La 21enne, originaria anche lei della Costa d’Avorio e in Italia da poco più di un mese, affronterà l’interrogatorio di garanzia in cui il giudice dovrà decidere se convalidare il suo fermo disposto a fronte dei “gravi indizi di colpevolezza” raccolti contro di lei in queste due settimane dai carabinieri, in stretto coordinamento con la Procura. Elementi che hanno portato nel tardo pomeriggio di lunedì i militari del Nucleo investigativo di Modena a condurla nella sezione femminile del carcere di Sant’Anna. Si terrà qui l’interrogatorio di garanzia, alla presenza del pm, in cui sarà assistita da un interprete dal francese (non parla ancora l’italiano) e dall’avvocato Caterina Morandi, che ieri non ha voluto anticipare nulla sulla strategia difensiva. È anche possibile che in questa fase la donna si avvalga della facoltà di non rispondere, in attesa di approfondire le gravissime contestazioni che le sono mosse.  i sono molti elementi che deve chiarire in merito al suo comportamento la mattina del delitto. E non è la prima volta che la donna, da subito al centro dei sospetti dei carabinieri, viene sentita dagli inquirenti. L’ultima era stata il 5 agosto, quando era stata convocata al Comando provinciale di Modena per sentire a lungo la sua versione dei fatti. In quel caso però non era assistita dall’avvocato, ma solo dall’interprete. Le eventuali dichiarazioni di stamattina avverranno invece davanti al giudice e in presenza del legale, quindi a tutti gli effetti con valore probatorio.
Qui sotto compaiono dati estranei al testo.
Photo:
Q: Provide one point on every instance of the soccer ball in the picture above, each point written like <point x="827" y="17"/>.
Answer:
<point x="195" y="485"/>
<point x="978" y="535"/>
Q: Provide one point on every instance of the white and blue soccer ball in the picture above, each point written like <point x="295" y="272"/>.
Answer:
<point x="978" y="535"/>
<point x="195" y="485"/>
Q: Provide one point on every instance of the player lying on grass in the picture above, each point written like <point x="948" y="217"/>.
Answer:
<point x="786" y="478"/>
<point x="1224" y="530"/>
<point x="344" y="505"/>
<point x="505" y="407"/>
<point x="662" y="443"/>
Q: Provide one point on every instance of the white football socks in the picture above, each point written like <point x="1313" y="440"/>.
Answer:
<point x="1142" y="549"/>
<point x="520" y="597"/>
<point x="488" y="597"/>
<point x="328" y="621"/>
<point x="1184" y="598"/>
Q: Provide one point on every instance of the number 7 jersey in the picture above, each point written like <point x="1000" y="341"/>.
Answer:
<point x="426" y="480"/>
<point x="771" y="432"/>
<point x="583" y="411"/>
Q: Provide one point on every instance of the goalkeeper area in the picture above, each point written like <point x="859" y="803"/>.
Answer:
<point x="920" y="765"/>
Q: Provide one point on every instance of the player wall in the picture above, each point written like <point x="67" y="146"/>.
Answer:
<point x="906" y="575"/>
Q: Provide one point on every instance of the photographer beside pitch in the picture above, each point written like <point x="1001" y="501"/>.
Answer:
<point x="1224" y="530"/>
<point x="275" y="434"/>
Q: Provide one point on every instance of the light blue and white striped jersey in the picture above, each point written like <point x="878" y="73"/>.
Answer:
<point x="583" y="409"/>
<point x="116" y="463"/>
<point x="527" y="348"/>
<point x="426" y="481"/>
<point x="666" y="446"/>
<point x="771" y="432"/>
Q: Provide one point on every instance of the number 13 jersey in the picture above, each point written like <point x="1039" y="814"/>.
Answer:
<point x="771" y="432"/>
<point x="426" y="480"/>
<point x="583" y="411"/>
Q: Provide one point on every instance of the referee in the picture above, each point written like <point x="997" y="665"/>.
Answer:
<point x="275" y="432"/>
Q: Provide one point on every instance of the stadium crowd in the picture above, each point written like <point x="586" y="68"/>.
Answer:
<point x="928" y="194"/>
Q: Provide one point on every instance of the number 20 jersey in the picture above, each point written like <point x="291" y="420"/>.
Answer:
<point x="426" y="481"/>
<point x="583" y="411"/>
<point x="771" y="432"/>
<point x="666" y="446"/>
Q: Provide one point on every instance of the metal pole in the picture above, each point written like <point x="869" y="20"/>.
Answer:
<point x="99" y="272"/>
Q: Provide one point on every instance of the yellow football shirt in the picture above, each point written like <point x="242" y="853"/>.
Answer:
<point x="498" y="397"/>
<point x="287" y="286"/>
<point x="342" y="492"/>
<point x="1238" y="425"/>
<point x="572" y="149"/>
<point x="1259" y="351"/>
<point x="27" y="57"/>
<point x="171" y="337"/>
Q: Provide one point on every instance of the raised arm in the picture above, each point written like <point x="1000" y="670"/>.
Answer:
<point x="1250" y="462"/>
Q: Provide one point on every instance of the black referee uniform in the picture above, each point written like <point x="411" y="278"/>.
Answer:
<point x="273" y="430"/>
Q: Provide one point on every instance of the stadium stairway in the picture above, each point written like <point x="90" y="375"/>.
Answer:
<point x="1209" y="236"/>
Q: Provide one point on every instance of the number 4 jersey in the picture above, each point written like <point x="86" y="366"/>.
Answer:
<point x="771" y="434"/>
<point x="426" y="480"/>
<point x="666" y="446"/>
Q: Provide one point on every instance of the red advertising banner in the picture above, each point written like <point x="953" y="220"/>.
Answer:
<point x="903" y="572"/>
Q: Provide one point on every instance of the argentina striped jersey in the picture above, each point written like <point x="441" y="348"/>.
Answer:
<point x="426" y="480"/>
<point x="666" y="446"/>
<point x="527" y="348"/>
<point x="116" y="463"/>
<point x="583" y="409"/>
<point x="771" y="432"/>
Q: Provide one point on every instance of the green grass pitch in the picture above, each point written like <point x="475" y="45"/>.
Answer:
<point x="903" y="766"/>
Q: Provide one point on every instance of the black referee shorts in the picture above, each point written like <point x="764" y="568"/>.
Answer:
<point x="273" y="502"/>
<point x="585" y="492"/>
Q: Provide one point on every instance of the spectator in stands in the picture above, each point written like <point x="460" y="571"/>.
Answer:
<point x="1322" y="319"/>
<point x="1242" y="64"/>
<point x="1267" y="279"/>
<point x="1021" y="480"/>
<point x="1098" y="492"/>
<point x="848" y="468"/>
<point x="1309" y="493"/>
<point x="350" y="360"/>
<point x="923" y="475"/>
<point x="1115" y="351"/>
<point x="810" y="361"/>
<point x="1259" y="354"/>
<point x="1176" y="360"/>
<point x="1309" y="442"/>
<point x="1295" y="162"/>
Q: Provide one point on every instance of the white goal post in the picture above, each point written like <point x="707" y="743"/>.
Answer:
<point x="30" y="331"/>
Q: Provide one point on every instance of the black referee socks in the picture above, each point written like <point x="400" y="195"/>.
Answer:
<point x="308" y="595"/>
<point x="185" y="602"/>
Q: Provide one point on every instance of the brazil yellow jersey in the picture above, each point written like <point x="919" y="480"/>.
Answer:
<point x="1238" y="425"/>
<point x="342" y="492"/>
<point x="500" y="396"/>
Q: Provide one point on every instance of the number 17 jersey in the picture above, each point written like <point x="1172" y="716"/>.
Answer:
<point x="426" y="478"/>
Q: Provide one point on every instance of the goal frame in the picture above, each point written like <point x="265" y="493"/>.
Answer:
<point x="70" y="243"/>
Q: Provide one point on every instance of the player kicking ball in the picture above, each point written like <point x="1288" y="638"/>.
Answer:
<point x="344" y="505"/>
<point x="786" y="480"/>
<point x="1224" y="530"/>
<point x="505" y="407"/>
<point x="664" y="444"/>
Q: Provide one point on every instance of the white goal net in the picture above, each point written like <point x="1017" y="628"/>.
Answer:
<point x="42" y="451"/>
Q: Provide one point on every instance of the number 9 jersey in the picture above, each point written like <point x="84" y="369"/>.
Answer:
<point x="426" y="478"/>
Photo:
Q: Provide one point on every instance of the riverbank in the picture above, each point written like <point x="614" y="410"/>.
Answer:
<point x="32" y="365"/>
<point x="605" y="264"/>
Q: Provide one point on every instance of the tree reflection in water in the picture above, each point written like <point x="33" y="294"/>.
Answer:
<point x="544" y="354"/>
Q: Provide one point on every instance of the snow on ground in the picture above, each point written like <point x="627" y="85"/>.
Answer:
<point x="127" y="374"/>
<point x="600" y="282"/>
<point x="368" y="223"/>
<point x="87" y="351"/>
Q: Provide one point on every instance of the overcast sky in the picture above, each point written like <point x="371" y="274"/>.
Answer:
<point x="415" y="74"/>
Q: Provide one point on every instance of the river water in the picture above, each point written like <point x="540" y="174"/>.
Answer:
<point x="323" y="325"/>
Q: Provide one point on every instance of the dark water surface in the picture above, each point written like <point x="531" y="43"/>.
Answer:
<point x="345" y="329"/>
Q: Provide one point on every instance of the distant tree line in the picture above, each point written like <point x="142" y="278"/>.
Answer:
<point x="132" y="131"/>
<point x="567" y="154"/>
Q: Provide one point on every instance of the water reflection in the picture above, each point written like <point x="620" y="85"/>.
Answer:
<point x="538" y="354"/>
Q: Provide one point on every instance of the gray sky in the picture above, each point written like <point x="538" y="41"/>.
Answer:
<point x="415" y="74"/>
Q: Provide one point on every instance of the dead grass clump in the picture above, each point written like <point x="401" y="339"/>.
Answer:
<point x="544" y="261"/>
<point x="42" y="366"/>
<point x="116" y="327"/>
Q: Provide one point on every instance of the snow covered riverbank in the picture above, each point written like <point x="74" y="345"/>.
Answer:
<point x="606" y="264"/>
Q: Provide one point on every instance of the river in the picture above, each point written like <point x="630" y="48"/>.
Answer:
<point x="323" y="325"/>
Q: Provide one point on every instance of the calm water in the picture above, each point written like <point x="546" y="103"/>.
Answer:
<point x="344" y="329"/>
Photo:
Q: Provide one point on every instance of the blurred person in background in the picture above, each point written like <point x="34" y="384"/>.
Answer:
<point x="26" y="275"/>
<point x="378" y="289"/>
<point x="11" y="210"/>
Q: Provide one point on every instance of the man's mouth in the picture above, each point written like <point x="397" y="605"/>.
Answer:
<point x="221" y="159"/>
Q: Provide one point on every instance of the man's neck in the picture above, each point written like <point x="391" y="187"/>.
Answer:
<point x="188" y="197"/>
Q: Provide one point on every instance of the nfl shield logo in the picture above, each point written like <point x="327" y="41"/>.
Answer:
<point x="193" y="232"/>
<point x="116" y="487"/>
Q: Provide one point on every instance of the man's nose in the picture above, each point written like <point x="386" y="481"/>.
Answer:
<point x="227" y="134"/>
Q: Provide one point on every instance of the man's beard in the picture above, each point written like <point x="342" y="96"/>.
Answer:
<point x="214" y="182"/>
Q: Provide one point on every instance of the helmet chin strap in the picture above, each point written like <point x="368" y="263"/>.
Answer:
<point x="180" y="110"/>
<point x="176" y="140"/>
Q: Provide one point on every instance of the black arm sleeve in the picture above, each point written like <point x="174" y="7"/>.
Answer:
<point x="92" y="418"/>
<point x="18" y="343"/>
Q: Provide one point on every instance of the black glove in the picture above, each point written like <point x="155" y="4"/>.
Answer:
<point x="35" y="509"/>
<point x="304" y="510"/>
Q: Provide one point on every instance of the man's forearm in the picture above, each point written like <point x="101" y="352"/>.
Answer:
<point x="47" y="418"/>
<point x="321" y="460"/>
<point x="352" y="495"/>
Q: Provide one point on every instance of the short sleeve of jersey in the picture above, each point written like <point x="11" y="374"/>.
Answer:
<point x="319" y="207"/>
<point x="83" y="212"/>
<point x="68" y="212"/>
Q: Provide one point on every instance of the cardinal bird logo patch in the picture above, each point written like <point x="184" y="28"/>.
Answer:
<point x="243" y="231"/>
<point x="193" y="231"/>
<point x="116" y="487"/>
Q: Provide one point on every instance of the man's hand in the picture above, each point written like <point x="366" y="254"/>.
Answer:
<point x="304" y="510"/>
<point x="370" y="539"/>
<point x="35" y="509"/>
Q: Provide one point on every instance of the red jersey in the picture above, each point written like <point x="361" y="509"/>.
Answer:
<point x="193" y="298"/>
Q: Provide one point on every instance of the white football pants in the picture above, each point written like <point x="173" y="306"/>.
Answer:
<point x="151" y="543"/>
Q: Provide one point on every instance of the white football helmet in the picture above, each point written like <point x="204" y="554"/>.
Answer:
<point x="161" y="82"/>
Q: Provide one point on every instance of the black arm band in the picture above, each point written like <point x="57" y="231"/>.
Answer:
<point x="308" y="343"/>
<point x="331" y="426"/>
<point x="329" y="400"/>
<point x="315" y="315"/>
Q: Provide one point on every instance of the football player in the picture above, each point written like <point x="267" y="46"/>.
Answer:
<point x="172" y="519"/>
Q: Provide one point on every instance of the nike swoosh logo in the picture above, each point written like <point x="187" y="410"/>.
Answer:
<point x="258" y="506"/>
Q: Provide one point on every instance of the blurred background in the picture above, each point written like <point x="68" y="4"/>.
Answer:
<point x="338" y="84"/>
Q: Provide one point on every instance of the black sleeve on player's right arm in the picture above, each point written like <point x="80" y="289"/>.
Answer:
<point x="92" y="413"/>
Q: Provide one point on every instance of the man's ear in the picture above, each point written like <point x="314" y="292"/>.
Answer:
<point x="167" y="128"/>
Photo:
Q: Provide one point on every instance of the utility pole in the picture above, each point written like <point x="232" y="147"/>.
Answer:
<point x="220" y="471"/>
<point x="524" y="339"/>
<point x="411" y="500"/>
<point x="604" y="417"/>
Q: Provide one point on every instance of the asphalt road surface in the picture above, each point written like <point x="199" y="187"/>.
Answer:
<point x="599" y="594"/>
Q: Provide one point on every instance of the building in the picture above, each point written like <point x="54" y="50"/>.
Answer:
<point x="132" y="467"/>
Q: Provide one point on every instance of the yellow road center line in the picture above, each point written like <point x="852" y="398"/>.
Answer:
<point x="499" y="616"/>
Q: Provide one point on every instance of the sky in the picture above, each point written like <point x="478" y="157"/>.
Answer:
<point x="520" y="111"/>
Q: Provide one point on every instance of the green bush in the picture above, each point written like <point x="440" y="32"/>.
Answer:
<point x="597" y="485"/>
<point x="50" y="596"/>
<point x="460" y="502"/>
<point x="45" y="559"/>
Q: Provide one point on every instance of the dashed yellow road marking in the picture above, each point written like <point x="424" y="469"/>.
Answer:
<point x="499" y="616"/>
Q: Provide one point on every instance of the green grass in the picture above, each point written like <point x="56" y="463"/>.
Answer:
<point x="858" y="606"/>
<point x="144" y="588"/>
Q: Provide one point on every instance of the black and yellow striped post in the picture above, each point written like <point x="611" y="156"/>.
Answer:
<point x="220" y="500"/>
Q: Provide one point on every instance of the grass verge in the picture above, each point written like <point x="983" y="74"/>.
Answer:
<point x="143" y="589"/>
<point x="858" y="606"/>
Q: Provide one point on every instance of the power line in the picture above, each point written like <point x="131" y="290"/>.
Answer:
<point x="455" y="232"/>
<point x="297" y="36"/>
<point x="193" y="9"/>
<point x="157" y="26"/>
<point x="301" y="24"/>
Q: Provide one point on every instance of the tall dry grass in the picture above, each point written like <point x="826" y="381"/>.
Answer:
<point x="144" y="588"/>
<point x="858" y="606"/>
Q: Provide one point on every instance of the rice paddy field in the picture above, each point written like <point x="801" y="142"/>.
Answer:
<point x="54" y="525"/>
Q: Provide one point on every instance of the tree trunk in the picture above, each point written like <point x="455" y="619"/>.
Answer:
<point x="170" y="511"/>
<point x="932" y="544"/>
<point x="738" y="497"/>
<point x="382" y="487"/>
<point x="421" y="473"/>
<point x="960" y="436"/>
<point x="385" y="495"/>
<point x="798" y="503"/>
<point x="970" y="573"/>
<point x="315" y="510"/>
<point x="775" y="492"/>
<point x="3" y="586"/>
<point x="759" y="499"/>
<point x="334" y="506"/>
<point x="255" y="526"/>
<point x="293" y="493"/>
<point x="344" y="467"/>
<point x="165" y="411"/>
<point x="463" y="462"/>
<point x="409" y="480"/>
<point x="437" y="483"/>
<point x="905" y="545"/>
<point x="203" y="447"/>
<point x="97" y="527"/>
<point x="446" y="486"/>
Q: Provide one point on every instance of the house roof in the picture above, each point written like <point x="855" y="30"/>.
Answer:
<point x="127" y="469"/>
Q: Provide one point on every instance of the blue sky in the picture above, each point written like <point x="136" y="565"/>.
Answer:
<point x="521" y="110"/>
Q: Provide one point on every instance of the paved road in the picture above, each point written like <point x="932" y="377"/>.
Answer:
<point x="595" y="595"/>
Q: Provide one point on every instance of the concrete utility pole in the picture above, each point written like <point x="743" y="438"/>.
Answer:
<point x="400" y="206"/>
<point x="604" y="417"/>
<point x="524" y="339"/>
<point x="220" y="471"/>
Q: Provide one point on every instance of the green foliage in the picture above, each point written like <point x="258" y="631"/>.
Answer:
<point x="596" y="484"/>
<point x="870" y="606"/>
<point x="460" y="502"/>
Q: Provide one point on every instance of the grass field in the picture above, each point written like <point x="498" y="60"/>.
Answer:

Sarà interessante vedere se ci sarà un allineamento delle versioni o se invece si presenteranno con profili differenti. 

I punti da chiarire 

Il primo aspetto che dovrà chiarire davanti al giudice è sempre quello: come mai è uscita sul pianerottolo a dare l’allarme per l’accoltellamento del marito solo verso le 8 del mattino, quando il vicino ha riferito di aver sentito grida dall’appartamento alle 5?  Da quanto trapelato – ma bisognerà vedere se la versione oggi sarà confermata – la moglie avrebbe riferito ai carabinieri che il marito sarebbe stato ucciso da un uomo che all’alba si era presentato alla porta di casa con un coltello. Ma se così fosse, è incomprensibile il fatto che solo dopo quasi tre ore lei sia uscita in lacrime sul pianerottolo chiedendo aiuto. Non c’era nessuna speranza di salvarlo, dopo tanto tempo. Perché non ha dato l’allarme prima? Anche se non parla l’italiano, con il francese ci si fa capire lo stesso: qualcuno anche alle 5 l’avrebbe senz’altro aiutata. Che cos’ha fatto in quelle quasi tre ore? Il sospetto degli inquirenti è che le abbia utilizzate per fare sparire l’arma del delitto (non ritrovata in due settimane di ricerche) e alterare la scena del delitto stesso, in modo da eliminare gli elementi che avrebbero potuto condurre subito a lei, facendo scattare un arresto in flagranza che invece non c’è stato. Per due settimane è rimasta una donna libera, per quanto al centro dei sospetti. Se è andata così, nonostante la giovane età la 21enne avrebbe agito con lucidità impressionante. Resta da capire però con che tipo di movente.